Requiem pour le XXe siècle, 1994
Bande vidéo Bétacam SP numérisée et restaurée
Réalisée en 1994, la vidéo Requiem pour le XXe siècle appartient au « Cycle de l’Ange » débuté en 1985 par les artistes Maria Klonaris et Katerina Thomadaki. Le point de départ de ce cycle artistique est une photographie médicale en noir et blanc d’une personne intersexe nue et les yeux bandés [1] que Maria Klonaris découvre dans les archives de son père, chirurgien gynécologue et obstétricien à Alexandrie, quand elle est encore adolescente. À partir de 1985, cette photographie devient l’« image matrice » [2] à partir de laquelle se développe tout le cycle. Celui-ci est constitué d’une série d’œuvres réalisées dans différents médias : photographies, performances, installations, vidéos, animations par ordinateur, pièces sonores, émissions de radio, livres d’artiste, textes théoriques, etc.
Sur la musique lancinante du compositeur grec Spiros Faros, les artistes confrontent la figure de l’Ange à des images d’actualité de la Première et de la Seconde Guerre mondiale retravaillées et modifiées par des procédés optiques et électroniques. L’Ange apparaît ainsi en surimpression à des images de réunion de militaires nazis, de bâtiments détruits ou de champs de batailles. C’est aussi un corps attaqué, traversé par des chars d’assaut ou par des soldats à cheval qui se présente sous nos yeux. Image fantomatique, il devient un corps incendié à l’instar des livres brûlés des scènes d’autodafé. Plus loin, il s’efface et laisse sa place aux cadavres jonchant le sol que les artistes parent électroniquement de fleurs. Corps immatériel, il sert enfin de surface de projection nous donnant à voir des images de personnes déplacées et fuyant la guerre, de champs de barbelés, d’explosions d’obus, de mères éplorées et de raids aériens.

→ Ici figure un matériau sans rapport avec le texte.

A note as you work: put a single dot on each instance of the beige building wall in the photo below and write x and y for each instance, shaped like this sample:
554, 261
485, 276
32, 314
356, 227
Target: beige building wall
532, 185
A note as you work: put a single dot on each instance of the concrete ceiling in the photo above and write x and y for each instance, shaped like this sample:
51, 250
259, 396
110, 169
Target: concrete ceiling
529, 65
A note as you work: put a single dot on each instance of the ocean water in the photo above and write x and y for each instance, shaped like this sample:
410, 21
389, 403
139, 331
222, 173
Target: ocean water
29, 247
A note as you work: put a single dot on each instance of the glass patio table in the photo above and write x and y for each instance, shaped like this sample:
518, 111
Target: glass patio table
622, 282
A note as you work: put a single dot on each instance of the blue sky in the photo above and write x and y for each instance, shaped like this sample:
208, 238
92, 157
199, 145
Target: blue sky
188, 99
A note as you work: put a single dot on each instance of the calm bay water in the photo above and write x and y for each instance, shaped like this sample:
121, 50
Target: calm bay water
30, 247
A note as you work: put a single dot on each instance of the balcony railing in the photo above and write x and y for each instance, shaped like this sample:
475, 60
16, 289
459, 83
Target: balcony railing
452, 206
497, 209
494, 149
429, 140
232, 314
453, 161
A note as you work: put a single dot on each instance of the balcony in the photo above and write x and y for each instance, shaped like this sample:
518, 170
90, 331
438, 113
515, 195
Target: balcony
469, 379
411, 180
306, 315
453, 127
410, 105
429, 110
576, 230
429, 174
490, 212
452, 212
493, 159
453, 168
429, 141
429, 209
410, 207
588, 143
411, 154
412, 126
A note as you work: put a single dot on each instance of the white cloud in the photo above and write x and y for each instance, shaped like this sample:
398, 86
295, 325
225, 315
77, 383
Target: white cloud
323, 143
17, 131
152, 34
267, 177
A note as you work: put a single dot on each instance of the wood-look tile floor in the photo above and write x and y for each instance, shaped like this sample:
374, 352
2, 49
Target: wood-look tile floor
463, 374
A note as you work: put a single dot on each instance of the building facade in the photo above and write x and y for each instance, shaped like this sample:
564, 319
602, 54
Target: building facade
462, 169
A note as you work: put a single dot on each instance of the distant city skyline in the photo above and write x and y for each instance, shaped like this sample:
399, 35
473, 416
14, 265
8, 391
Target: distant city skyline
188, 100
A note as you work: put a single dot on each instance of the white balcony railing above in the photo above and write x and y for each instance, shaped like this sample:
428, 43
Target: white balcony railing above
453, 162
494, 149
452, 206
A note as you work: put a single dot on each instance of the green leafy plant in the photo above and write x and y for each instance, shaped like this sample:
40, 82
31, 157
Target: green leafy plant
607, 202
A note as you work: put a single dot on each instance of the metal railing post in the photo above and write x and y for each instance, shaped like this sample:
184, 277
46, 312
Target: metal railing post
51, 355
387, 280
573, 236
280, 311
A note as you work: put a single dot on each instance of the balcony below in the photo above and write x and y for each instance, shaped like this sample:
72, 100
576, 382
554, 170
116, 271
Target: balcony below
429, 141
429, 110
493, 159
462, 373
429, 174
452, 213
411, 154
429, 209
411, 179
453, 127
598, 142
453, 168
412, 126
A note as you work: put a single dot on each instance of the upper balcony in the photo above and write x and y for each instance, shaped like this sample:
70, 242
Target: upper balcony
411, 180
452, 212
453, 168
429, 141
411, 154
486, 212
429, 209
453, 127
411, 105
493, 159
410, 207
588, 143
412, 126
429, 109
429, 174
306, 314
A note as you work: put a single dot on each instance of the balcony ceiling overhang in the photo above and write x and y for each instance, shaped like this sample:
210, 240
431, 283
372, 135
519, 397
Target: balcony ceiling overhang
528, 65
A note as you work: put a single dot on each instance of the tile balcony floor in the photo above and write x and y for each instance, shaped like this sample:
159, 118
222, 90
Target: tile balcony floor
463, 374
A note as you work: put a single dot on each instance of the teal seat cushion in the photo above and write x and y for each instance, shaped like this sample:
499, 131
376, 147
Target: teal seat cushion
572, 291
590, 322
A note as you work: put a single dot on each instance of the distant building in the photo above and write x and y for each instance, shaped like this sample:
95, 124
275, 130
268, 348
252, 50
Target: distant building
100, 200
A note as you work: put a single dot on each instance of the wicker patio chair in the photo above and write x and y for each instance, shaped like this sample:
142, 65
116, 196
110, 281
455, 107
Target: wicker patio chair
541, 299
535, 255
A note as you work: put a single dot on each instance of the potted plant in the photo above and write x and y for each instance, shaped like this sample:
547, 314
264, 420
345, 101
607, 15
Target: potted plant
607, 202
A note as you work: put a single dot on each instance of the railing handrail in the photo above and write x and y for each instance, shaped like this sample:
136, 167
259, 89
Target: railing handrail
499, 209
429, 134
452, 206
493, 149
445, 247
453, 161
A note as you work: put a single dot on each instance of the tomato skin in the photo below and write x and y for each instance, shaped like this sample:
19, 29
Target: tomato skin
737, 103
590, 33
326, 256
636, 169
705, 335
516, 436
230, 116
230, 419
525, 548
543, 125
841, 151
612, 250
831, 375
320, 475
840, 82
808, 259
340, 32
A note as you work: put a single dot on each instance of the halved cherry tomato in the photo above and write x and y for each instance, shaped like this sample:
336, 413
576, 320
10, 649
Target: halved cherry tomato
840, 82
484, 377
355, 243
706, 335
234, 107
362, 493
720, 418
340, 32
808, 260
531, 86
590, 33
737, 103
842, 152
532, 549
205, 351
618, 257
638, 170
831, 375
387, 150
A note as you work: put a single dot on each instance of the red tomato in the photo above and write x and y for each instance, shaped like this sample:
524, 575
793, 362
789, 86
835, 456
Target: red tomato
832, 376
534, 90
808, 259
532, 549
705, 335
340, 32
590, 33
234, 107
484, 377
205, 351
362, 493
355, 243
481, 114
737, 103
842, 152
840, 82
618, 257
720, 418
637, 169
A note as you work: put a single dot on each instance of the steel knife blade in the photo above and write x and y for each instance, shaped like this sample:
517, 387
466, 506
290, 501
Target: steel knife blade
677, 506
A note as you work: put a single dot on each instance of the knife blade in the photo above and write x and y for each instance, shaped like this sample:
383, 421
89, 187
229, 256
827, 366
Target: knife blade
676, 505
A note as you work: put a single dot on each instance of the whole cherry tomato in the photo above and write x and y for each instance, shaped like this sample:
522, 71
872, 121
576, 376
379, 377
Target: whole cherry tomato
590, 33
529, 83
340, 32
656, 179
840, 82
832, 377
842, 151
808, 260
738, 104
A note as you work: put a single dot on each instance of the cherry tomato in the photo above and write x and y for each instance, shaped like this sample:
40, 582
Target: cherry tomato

Le duo Klonaris/Thomadaki réalise avec cette vidéo une véritable « prière pour les morts » des différents conflits du 20ième siècle et de ceux à venir. « Un sujet différent et nu, les yeux bandés, est assailli par la violence constamment réitérée de la guerre. Conscience errante et immobile, face aux événements qui explosent devant son regard aboli, il devient tour à tour observateur, témoin, victime, juge, corps différent persécuté, savoir brûlé, corps irradié, scène de la mémoire » [3], écrivent les artistes. Témoin aveugle des atrocités de la guerre, il est le symbole de tous les « corps dissidents » persécutés par les nazis et par les différents régimes totalitaires et génocidaires. Par sa présence, il nous rappelle également le sort qu’a réservé la médecine occidentale aux corps intersexes au cours du 20ième siècle, leur imposant des mutilations. Depuis les cieux, l’Ange contemple les horreurs commises par les hommes. Son bandeau sur les yeux, il prend les traits de Thémis, la déesse grecque de la Justice et devient juge. Ses yeux bandés nous renvoient à notre propre aveuglement, devant « un monde auquel on ne peut plus faire face » [4].
Marie Vicet
Janvier 2025
[1] La présence du bandeau sur cette photographie est dû à l’ancienne coutume médicale de couvrir les yeux des patients pour en préserver l’anonymat.
[2] Ce concept a d’abord été théorisé par Edmond Couchot. Il s’agissait pour lui d’une image que l’on peut mettre en mémoire, dupliquer, transmettre ou transformer grâce à l’informatique. Pour Klonaris et Thomadaki, ce concept est lié « à leur travail sur l’intériorité et la projection ». Elles déploient cette « image-matrice » au sein d’un même cycle sur différents médias. Voir Cécile Chich, « “Tous les corps de mon corps.” Le Cinéma corporel de Maria Klonaris et Katerina Thoma », dans Cécile CHICH (dir.), Klonaris/Thomadaki, le cinéma corporel : corps sublimes/intersexe et intermédia, Paris, L’Harmattan, 2006, p. 114-115.
[3] Klonaris/Thomadaki, « Archangel Matrix, Dispositifs méta-photographiques », Le Cycle de l’Ange. Archangel Matrix, Paris, A.S.T.A.R.T.I., p. 19.
[4] Marie-José Mondzain, « Figures de l’altérité et de l’écart dans l’œuvre de Maria Klonaris et Katerina Thomadaki », dans Marina Gržinic (dir.), Stranger than angel: Disidentska telesa, Corps dissidents, Dissident Bodies, Ljubljana, Cankarjev Dom, 2002, p. 61.